Уже светало, когда я вернулся в библиотеку. Надо было написать кардиналу Камарленго, и я решил сделать это в тягучие часы скорби, когда все колокола Лигурии пробуждались и звонили по умершему, а священники латинскими молитвами препоручали господу душу усопшего епископа бетулийского. В письме своем я пространно докладывал обо всем монсиньору Сассоферрато. Запечатав конверт пятью печатями с папским гербом, я позвал мажордома и передал ему письмо, чтобы тот сию же минуту
Едва я вошел в молельню, как сердце мое забилось. Там была Мария-Росарио, и мне посчастливилось слушать мессу, стоя неподалеку от нее. Получив благословение, я подошел поздороваться с нею. Она ответила на мой поклон, вся дрожа. Дрожало и мое сердце, но глаза Марии-Росарио не могли этого увидеть. Я уже готов был попросить ее приложить руку к моей груди, но побоялся, что мольба моя останется без ответа. Девушка эта была жестока, как и все праведницы с пальмовой ветвью в деснице. Должен признаться, что я предпочитаю тех, что были прежде великими грешницами. К несчастью, Мария-Росарио так и не поняла, что участь ее далеко не столь прекрасна, как участь Марии Магдалины. Бедняжка не ведала, что самое лучшее в святости — это искушения. Я хотел подать ей святой воды и со всею галантностью поспешил к купели. Мария-Росарио едва коснулась моих пальцев и, осенив себя крестным знамением, тут же вышла из молельни. Я последовал за ней и несколько мгновений мог еще видеть, как она разговаривала с мажордомом в глубине полутемного коридора. Должно быть, она шепотом отдавала ему какие-то распоряжения. Обернувшись и увидев, что я иду за ней, она густо покраснела.
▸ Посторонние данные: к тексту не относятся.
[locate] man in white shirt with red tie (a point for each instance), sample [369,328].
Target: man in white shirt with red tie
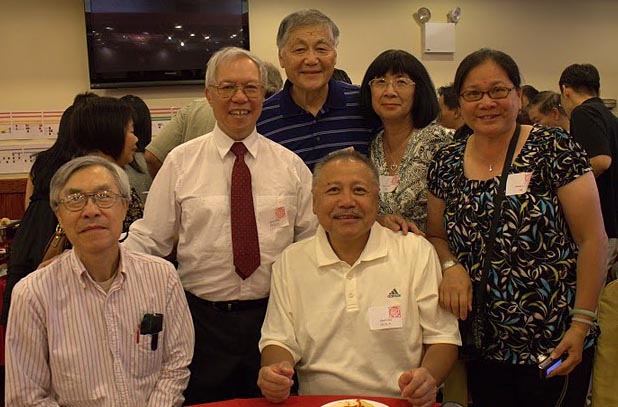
[202,194]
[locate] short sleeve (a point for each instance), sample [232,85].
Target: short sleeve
[568,161]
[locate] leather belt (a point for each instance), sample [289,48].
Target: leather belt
[231,306]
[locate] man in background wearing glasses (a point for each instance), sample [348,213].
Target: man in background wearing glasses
[227,240]
[99,325]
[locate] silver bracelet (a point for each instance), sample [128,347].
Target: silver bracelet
[583,321]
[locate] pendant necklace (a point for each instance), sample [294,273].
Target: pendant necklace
[387,152]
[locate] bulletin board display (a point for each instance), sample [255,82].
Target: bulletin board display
[23,134]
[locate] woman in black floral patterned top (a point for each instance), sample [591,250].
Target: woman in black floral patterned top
[547,270]
[398,90]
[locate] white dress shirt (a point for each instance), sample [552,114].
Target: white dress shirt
[334,318]
[71,343]
[190,197]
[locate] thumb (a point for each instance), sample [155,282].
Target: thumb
[285,368]
[559,350]
[404,379]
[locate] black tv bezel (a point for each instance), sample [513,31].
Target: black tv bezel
[96,83]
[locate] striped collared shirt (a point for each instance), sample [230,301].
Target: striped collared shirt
[71,343]
[339,124]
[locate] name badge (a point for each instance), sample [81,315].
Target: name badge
[279,217]
[388,183]
[385,317]
[517,184]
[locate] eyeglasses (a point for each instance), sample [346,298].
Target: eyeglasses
[399,84]
[499,92]
[227,89]
[102,199]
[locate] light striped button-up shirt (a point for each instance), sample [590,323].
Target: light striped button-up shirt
[70,343]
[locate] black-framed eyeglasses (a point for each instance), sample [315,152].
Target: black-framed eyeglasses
[102,199]
[399,84]
[228,89]
[498,92]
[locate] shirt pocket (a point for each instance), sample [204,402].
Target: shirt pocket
[275,217]
[144,360]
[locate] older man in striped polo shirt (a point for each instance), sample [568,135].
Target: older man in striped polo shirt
[314,114]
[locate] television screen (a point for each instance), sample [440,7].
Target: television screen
[159,42]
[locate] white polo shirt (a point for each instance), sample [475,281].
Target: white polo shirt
[355,329]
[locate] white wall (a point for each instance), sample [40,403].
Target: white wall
[43,61]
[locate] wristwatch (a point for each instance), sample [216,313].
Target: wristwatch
[448,264]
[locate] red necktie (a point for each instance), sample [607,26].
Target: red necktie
[244,229]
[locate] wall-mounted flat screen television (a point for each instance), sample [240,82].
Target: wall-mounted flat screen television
[159,42]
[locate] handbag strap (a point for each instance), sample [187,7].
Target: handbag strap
[480,293]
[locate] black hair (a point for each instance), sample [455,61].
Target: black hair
[142,122]
[425,103]
[451,100]
[63,150]
[583,78]
[529,91]
[99,124]
[341,75]
[546,101]
[479,57]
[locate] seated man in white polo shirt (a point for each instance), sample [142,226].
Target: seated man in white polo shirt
[354,309]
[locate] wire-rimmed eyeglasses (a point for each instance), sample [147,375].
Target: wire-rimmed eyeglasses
[228,89]
[78,201]
[498,92]
[399,84]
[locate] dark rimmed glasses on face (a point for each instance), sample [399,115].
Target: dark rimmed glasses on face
[227,89]
[499,92]
[78,201]
[399,84]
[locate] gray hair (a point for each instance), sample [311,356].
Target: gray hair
[303,18]
[229,54]
[343,155]
[61,177]
[275,81]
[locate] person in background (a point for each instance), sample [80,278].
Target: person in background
[99,325]
[38,224]
[595,127]
[550,247]
[314,114]
[142,128]
[103,126]
[527,93]
[274,83]
[397,90]
[193,120]
[450,113]
[236,200]
[545,109]
[376,327]
[341,75]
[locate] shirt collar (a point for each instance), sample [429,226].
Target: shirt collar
[374,249]
[334,100]
[224,142]
[79,269]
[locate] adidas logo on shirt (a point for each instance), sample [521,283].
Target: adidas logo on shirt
[393,294]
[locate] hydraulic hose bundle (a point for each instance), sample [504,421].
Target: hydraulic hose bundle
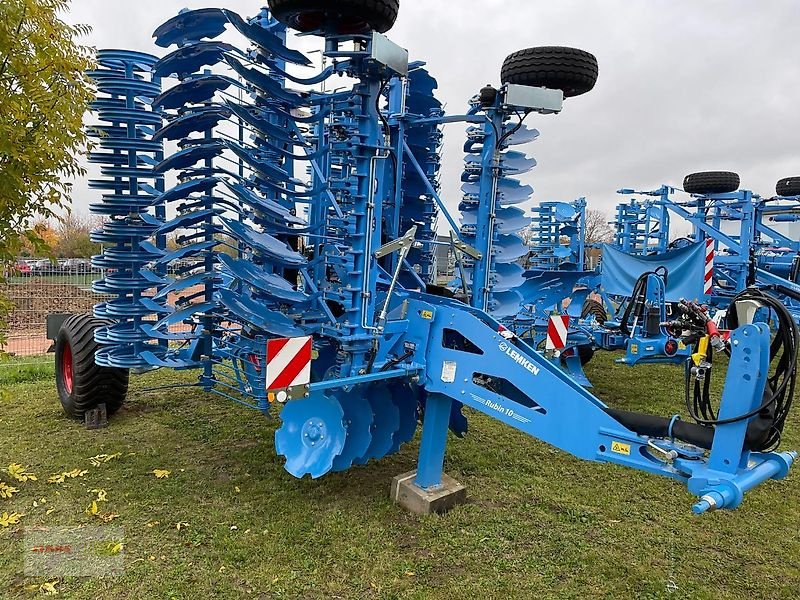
[764,433]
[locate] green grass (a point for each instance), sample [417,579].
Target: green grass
[539,524]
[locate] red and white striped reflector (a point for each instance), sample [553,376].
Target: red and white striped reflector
[557,332]
[288,362]
[708,288]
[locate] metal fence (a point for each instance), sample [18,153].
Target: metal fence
[37,288]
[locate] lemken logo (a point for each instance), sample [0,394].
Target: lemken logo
[509,351]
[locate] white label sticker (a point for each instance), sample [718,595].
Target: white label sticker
[449,371]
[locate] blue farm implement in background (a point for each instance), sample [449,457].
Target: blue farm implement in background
[276,234]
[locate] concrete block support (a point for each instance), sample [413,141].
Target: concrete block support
[422,501]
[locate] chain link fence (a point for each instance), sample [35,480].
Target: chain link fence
[37,288]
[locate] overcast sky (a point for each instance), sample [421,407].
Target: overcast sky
[685,85]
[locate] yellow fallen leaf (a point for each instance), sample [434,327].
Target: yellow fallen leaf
[6,491]
[115,549]
[49,588]
[103,458]
[7,520]
[62,477]
[107,517]
[20,473]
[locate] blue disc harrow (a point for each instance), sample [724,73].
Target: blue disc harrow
[270,223]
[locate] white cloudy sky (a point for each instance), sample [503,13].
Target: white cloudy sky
[685,85]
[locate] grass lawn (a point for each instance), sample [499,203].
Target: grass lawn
[539,523]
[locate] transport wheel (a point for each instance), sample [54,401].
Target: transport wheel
[343,16]
[711,182]
[595,309]
[585,354]
[81,383]
[570,70]
[788,187]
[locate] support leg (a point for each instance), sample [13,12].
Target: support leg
[428,489]
[434,441]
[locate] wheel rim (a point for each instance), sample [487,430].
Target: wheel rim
[66,367]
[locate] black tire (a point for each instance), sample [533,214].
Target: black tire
[788,187]
[585,354]
[570,70]
[81,383]
[711,182]
[596,309]
[340,16]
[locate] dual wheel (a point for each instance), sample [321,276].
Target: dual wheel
[81,383]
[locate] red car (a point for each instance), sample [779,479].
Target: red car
[22,269]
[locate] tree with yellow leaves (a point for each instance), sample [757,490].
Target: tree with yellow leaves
[43,96]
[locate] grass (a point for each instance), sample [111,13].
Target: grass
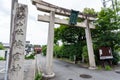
[31,56]
[108,68]
[38,76]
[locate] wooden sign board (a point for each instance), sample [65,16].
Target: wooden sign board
[105,53]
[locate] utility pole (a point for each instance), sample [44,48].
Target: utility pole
[9,55]
[17,41]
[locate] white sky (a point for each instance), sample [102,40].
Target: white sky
[37,32]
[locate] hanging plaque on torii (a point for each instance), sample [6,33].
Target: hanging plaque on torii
[47,7]
[51,19]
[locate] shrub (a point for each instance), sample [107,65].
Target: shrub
[108,68]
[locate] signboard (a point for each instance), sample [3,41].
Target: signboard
[105,53]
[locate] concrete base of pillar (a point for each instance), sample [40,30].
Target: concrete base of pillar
[48,75]
[92,67]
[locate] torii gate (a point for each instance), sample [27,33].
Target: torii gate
[52,9]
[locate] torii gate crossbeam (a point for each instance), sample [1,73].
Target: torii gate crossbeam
[52,9]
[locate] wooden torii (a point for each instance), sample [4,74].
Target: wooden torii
[51,19]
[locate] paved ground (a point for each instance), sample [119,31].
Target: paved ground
[65,71]
[68,71]
[28,73]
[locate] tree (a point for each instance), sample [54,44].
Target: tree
[1,46]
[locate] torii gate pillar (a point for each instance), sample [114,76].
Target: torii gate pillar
[49,57]
[91,56]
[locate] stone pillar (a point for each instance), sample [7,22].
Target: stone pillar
[49,55]
[17,49]
[91,56]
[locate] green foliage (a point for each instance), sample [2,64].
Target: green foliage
[31,56]
[99,67]
[1,58]
[89,11]
[108,68]
[44,49]
[38,76]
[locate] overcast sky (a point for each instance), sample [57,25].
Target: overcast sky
[37,32]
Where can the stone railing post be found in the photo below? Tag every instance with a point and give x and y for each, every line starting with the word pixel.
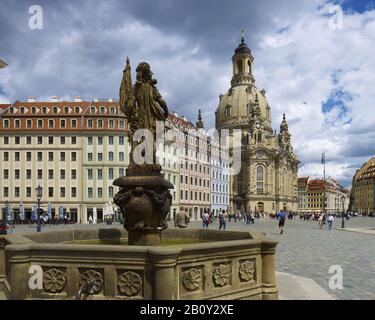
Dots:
pixel 164 263
pixel 268 249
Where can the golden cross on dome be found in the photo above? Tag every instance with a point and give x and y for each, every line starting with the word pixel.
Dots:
pixel 242 36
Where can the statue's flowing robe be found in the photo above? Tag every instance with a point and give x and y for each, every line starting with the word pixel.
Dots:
pixel 149 109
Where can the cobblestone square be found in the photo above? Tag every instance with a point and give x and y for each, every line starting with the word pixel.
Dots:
pixel 307 251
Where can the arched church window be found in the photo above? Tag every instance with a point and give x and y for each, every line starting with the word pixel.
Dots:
pixel 260 179
pixel 228 111
pixel 239 66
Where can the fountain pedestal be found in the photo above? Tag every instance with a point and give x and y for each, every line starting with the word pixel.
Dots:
pixel 144 200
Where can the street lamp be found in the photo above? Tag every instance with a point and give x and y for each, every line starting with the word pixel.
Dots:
pixel 342 214
pixel 39 193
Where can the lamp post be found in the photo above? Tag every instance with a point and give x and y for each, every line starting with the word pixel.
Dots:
pixel 39 193
pixel 342 214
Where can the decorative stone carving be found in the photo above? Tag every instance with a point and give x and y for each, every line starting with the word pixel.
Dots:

— А вот и синьор маркиз! — воскликнул мажордом. И тут же, очень низко мне поклонившись, продолжал: — Простите, ваша светлость, что я позволяю себе вас беспокоить, но скажите мне, за что вы на меня сердитесь. Может быть, я совершил какую-нибудь оплошность, позабыл что-нибудь для вас сделать?
— Замолчите, Полонио, — с раздражением остановила его Мария-Росарио.
Медоточивый мажордом, казалось, был поражен:
— Чем я заслужил такое…
— Говорю вам, замолчите!
— Я повинуюсь вам, но раз вы упрекаете меня в том, что я был невнимателен к синьору маркизу…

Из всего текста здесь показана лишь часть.